Still, that might be an improvement from the “we’ve got lots of time” sentiment that pervaded the political psyche for decades. Media reporting has become more visual and more urgent, showing receding Antarctic ice shelves, a melting Greenland and storm-drenched hillsides turning into landslides. The rise of viruses and infectious diseases can be part of a changing climate, as well. A changing climate compels people, and animals, to migrate. When they move, they bring their diseases to new areas with new populations vulnerable to infection. The Ebola and Covid-19 pandemics are very consistent with global climate change.
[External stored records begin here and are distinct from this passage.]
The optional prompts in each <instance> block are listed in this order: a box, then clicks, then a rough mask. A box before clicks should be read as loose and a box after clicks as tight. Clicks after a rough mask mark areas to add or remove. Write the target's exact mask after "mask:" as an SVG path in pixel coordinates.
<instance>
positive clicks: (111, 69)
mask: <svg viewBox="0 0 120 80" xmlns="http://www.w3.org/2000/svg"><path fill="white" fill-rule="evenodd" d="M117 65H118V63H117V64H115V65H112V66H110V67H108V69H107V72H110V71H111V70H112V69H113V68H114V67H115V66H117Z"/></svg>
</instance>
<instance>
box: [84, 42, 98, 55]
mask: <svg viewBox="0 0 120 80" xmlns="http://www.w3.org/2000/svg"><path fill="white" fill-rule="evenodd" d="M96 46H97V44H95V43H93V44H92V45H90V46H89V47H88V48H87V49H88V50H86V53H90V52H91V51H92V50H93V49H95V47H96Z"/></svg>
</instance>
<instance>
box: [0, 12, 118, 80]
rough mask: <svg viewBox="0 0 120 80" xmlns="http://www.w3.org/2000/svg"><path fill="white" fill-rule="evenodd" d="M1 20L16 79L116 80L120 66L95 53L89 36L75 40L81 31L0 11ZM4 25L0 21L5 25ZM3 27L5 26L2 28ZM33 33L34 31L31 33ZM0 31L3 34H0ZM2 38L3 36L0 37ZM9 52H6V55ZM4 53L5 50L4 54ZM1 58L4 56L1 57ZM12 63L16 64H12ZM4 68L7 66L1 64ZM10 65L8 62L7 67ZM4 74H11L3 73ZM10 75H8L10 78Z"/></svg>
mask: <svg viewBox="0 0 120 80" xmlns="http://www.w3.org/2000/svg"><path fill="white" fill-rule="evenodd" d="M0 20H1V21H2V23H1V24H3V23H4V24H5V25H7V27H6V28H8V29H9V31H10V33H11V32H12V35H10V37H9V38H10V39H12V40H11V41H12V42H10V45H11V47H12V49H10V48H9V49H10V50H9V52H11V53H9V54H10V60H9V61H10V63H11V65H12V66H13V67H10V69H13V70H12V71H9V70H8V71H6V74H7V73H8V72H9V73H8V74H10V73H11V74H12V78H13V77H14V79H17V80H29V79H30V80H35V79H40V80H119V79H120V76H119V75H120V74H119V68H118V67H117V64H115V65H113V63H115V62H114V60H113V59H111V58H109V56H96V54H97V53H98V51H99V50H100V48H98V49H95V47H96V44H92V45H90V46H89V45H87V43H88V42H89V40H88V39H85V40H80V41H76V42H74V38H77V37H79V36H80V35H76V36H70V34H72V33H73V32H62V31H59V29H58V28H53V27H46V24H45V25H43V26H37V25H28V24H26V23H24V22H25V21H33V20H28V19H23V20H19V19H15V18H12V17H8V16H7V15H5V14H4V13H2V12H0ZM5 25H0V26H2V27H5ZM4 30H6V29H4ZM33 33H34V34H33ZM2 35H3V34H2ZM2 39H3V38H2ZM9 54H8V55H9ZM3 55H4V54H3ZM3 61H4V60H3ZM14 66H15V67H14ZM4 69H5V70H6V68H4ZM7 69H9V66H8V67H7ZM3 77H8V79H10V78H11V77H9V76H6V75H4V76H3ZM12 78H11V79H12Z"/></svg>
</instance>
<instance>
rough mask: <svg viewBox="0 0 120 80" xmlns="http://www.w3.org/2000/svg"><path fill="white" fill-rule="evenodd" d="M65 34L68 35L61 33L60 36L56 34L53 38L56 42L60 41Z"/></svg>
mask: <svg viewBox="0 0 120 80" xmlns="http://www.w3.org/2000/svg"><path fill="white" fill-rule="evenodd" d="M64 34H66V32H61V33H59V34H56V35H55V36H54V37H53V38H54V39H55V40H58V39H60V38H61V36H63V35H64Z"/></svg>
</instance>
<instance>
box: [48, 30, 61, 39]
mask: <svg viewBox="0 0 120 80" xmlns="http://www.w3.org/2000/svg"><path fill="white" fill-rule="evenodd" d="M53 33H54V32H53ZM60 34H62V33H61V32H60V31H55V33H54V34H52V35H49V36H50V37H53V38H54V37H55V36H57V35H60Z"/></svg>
Public health professionals are the firewall between a vulnerable public and an untimely death, doing significant work that benefits a lot of people, most of it going unnoticed until something very visible goes wrong. Humans, being who they are, work against the grain by not paying attention as they lose touch with the science and the history of infectious disease, Duval said. As polio spread in New York City last summer, Duval said the virus once so feared in the 1950s that people stayed home from public events doesn’t affect most people who get it. But he remembers it well, as well as teaching with people here at WVU who’d had polio as children.

“We’re headed right back into that kind of world,” he said. “That’s really tragic.

“Most people have no clue how valuable public health is. Public health officials calmly point out that we’ve added 30 years to life expectancy in the last century or so; about five has been added by medical science and 25 has been added by public health because it is vaccinations, sanitation, sewage treatment and trying to control mosquitos. The implementation tool out there in the real world is the work of public health.”